Better living through software

Ben Hutchings's diary of life and technology

Email: ben@decadent.org.uk • Twitter: @benhutchingsuk • Debian: benh • Gitweb: git.decadent.org.uk • Github: github.com/bwhacks

Mon, 05 Dec 2016

Linux Kernel Summit 2016, part 2

I attended this year's Linux Kernel Summit in Santa Fe, NM, USA and made notes on some of the sessions that were relevant to Debian. LWN also reported many of the discussions. This is the second and last part of my notes; part 1 is here.

Updated: I corrected the description of which Intel processors support SMEP.

Kernel Hardening

Kees Cook presented the ongoing work on upstream kernel hardening, also known as the Kernel Self-Protection Project or KSPP.

GCC plugins

The kernel build system can now build and use GCC plugins to implement some protections. This requires gcc 4.5 and the plugin headers installed. It has been tested on x86, arm, and arm64. It is disabled by CONFIG_COMPILE_TEST because CI systems using allmodconfig/allyesconfig probably don't have those installed, but this ought to be changed at some point.

There was a question as to how plugin headers should be installed for cross-compilers or custom compilers, but I didn't hear a clear answer to this. Kees has been prodding distribution gcc maintainers to package them. Mark Brown mentioned the Linaro toolchain being widely used; Kees has not talked to its maintainers yet.

Probabilistic protections

These protections are based on hidden state that an attacker will need to discover in order to make an effective attack; they reduce the probability of success but don't prevent it entirely.

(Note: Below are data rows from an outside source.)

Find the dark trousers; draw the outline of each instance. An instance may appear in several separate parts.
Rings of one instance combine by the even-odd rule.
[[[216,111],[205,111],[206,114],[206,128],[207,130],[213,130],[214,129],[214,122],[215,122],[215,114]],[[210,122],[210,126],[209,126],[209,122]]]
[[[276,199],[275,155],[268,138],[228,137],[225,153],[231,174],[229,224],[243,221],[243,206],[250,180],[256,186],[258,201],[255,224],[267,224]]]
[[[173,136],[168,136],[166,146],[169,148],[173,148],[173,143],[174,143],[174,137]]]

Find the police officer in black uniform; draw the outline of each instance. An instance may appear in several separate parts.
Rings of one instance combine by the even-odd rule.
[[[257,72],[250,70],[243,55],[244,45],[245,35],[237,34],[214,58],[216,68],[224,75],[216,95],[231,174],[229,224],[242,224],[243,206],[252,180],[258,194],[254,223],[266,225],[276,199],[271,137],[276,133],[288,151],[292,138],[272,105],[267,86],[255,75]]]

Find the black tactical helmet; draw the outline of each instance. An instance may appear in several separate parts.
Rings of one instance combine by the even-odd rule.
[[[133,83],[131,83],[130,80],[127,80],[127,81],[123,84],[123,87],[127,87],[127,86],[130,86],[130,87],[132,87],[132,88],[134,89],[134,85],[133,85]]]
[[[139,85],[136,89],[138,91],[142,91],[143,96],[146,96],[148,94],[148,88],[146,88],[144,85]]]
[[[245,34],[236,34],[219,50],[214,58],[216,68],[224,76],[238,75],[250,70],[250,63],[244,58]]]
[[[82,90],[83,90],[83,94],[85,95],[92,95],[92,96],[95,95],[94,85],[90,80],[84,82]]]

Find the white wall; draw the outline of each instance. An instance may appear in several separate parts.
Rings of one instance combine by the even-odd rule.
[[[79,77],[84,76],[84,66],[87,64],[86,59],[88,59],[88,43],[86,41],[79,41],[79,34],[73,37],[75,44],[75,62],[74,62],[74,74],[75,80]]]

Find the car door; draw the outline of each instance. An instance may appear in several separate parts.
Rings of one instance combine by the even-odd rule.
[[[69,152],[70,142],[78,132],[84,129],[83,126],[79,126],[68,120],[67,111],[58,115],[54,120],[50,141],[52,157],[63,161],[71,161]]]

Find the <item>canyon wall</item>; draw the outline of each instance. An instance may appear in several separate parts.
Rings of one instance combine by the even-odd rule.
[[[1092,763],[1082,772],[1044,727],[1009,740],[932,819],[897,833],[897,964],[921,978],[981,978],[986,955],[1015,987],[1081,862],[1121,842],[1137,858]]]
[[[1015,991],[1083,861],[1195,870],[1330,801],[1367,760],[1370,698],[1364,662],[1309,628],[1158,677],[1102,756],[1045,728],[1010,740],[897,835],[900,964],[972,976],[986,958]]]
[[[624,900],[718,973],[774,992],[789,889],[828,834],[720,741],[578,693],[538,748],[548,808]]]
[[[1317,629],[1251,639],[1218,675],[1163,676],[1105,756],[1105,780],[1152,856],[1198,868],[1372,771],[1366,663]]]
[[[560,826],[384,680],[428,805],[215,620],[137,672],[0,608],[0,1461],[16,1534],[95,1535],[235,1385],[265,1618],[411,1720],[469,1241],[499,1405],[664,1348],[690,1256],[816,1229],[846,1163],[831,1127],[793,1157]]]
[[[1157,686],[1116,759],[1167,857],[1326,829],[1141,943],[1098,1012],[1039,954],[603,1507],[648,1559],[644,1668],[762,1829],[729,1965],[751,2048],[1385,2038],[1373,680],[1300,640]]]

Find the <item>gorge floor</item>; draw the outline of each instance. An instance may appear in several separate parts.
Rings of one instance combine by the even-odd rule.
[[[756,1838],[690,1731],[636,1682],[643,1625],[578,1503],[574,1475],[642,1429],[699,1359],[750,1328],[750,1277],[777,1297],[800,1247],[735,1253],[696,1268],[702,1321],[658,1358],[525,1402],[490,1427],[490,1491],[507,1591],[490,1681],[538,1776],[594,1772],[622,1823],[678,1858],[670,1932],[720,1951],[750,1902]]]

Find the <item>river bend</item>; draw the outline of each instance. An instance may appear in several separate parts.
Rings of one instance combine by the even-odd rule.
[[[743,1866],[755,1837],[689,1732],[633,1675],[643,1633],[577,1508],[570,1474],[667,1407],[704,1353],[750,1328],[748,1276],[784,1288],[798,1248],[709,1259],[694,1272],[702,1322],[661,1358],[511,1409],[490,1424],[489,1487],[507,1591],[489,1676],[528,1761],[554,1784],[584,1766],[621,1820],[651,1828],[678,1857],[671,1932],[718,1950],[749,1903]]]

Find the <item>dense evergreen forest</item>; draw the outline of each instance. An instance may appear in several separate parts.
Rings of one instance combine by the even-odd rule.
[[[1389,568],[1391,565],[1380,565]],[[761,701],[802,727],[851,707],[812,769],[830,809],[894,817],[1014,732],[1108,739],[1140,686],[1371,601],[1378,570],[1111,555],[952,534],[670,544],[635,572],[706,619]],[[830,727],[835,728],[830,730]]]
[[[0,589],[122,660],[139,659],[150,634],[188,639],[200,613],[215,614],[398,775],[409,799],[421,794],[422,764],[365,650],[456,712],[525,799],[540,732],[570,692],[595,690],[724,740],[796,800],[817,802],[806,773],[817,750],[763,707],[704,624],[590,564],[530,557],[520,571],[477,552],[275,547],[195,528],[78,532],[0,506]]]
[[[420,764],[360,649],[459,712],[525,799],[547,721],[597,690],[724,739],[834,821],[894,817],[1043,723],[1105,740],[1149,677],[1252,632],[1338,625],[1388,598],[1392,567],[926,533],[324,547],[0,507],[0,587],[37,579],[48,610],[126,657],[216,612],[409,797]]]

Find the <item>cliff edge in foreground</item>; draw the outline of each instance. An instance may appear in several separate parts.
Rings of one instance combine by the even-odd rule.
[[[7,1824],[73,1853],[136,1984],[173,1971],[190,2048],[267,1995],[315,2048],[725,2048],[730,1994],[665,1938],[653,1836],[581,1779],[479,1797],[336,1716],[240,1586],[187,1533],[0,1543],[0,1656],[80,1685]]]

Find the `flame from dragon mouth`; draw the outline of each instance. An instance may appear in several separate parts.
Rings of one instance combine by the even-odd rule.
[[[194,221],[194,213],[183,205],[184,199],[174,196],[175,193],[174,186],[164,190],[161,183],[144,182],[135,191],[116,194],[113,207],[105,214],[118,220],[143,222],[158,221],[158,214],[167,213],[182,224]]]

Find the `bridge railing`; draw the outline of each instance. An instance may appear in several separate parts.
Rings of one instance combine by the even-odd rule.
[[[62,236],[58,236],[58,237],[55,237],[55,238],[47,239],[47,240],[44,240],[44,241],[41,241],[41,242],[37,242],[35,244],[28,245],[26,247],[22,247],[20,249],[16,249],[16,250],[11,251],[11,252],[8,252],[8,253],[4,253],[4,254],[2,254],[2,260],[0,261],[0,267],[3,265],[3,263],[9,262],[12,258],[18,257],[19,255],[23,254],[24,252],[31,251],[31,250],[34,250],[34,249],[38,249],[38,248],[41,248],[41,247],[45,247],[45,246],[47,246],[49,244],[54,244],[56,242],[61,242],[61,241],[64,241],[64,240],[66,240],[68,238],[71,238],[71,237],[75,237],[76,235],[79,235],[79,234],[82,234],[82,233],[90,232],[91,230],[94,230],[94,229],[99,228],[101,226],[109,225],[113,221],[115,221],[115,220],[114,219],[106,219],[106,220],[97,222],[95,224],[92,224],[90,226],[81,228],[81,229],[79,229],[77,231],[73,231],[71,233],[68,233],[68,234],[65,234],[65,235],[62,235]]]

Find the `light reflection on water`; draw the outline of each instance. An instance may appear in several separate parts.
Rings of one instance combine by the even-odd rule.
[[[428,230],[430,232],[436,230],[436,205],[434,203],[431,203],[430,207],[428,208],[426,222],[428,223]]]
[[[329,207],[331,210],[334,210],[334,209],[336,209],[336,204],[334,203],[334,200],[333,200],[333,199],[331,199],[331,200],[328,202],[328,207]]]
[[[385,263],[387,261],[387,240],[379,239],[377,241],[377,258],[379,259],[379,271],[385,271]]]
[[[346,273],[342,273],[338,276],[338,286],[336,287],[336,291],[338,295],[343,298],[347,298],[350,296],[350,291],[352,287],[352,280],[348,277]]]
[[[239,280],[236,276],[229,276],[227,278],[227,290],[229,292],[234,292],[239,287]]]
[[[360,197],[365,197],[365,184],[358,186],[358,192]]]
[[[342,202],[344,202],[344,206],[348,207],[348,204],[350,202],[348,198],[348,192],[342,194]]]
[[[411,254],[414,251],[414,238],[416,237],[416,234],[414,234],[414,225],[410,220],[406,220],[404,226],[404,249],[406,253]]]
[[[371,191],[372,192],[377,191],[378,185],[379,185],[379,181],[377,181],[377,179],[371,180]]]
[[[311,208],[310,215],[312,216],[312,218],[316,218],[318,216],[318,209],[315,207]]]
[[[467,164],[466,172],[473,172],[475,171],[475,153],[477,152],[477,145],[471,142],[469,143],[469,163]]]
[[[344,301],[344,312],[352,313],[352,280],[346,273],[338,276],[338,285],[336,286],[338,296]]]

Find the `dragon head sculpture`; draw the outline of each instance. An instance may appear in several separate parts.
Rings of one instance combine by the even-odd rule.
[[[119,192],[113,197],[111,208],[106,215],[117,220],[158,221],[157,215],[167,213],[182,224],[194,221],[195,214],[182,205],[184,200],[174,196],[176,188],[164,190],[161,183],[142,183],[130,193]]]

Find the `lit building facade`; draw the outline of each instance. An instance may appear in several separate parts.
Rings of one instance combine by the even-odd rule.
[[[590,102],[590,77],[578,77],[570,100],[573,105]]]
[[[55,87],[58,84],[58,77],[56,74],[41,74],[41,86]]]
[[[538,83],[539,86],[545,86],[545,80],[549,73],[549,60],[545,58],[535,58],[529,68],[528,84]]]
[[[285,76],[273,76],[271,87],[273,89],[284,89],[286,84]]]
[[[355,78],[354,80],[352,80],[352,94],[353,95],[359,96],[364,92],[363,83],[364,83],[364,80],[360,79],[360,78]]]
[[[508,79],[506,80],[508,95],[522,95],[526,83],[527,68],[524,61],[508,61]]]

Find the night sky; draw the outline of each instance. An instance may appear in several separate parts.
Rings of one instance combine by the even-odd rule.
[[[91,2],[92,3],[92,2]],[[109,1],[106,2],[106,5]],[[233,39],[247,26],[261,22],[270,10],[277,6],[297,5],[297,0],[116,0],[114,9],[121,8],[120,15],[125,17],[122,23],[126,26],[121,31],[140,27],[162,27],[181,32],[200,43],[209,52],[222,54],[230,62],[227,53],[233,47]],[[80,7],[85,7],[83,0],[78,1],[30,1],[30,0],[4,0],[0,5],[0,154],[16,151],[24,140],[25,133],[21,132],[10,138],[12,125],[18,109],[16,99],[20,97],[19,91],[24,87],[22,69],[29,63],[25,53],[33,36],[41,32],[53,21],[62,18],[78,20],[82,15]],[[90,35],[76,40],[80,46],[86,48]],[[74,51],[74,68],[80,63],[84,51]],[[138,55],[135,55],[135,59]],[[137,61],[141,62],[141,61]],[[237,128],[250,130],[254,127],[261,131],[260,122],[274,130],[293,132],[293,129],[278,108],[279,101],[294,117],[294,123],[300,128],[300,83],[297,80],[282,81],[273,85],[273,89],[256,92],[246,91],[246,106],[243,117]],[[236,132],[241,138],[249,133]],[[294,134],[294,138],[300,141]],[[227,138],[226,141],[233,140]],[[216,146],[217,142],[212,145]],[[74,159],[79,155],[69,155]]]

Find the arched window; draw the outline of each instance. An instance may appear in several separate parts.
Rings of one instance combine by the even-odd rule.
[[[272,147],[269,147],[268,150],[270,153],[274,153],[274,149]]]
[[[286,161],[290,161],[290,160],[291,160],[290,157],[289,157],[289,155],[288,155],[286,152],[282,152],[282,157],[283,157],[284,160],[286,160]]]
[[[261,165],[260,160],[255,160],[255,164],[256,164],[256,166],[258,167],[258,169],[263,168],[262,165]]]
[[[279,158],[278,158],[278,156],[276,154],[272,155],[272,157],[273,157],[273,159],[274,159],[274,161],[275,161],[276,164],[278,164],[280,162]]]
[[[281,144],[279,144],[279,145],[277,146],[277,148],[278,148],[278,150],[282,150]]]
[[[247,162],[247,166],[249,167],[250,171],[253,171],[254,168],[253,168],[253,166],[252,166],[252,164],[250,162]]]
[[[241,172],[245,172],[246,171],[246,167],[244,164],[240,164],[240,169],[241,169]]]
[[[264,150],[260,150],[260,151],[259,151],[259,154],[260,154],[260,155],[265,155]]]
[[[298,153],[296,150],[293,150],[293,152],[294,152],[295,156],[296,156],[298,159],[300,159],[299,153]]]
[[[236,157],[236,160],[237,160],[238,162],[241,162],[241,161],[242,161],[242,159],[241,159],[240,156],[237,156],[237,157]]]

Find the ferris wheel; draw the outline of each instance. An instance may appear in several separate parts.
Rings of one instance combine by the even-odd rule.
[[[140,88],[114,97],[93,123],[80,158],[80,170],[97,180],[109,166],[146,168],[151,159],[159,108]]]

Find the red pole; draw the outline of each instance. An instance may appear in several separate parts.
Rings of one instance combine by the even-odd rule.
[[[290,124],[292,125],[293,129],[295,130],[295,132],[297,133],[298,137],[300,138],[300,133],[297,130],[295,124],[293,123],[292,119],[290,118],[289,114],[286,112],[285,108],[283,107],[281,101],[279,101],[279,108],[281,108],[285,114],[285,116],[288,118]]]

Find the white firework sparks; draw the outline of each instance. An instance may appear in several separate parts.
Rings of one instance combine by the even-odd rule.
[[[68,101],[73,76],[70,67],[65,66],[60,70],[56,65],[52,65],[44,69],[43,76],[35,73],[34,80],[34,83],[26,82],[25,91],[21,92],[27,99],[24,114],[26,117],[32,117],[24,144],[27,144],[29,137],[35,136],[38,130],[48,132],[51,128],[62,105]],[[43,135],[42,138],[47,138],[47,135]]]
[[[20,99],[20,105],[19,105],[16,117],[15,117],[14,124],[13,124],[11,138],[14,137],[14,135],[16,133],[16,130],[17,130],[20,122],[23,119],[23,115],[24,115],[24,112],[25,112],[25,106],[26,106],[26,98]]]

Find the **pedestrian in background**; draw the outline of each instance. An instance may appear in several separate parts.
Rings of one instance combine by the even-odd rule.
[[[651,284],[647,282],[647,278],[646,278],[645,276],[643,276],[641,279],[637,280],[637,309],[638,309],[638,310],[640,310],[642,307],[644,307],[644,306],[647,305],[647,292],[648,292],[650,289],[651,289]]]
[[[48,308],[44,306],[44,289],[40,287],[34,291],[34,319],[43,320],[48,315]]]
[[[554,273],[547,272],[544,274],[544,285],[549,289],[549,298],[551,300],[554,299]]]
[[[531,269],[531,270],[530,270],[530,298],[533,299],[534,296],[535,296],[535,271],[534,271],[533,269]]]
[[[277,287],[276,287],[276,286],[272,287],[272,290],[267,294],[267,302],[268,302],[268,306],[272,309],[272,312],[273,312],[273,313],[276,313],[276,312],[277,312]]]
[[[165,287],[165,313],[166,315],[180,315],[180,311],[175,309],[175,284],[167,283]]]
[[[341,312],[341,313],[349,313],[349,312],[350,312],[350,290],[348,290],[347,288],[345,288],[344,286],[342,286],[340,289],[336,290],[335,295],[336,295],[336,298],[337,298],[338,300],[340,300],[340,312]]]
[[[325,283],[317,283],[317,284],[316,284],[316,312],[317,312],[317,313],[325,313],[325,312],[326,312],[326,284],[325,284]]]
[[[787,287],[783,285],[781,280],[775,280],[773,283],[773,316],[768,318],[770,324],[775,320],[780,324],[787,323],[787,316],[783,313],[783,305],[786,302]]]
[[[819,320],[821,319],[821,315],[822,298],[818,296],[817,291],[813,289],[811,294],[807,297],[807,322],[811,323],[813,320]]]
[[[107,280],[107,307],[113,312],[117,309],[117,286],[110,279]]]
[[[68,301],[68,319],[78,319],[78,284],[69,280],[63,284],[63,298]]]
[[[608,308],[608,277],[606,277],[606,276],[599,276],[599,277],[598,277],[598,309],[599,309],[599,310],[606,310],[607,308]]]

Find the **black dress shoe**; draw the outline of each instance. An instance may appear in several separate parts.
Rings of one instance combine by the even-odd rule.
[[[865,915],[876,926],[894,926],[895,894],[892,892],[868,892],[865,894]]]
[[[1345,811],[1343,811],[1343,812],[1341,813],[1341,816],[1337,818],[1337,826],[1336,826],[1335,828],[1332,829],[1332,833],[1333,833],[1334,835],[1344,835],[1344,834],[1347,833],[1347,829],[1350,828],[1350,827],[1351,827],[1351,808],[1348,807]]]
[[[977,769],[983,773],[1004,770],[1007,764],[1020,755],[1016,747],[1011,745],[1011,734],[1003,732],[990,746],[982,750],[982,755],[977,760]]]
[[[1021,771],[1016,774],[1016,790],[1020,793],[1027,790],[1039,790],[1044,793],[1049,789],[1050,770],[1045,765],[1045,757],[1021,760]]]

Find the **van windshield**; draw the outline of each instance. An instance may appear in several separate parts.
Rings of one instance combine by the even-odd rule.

Kernel address space layout randomisation (KASLR) has now been implemented on x86, arm64, and mips for the kernel image. (Debian enables this.) However there are still lots of information leaks that defeat this. This could theoretically be improved by relocating different sections or smaller parts of the kernel independently, but this requires re-linking at boot. Aside from software information leaks, the branch target predictor on (common implementations of) x86 provides a side channel to find addresses of branches in the kernel.

Page and heap allocation, etc., is still quite predictable.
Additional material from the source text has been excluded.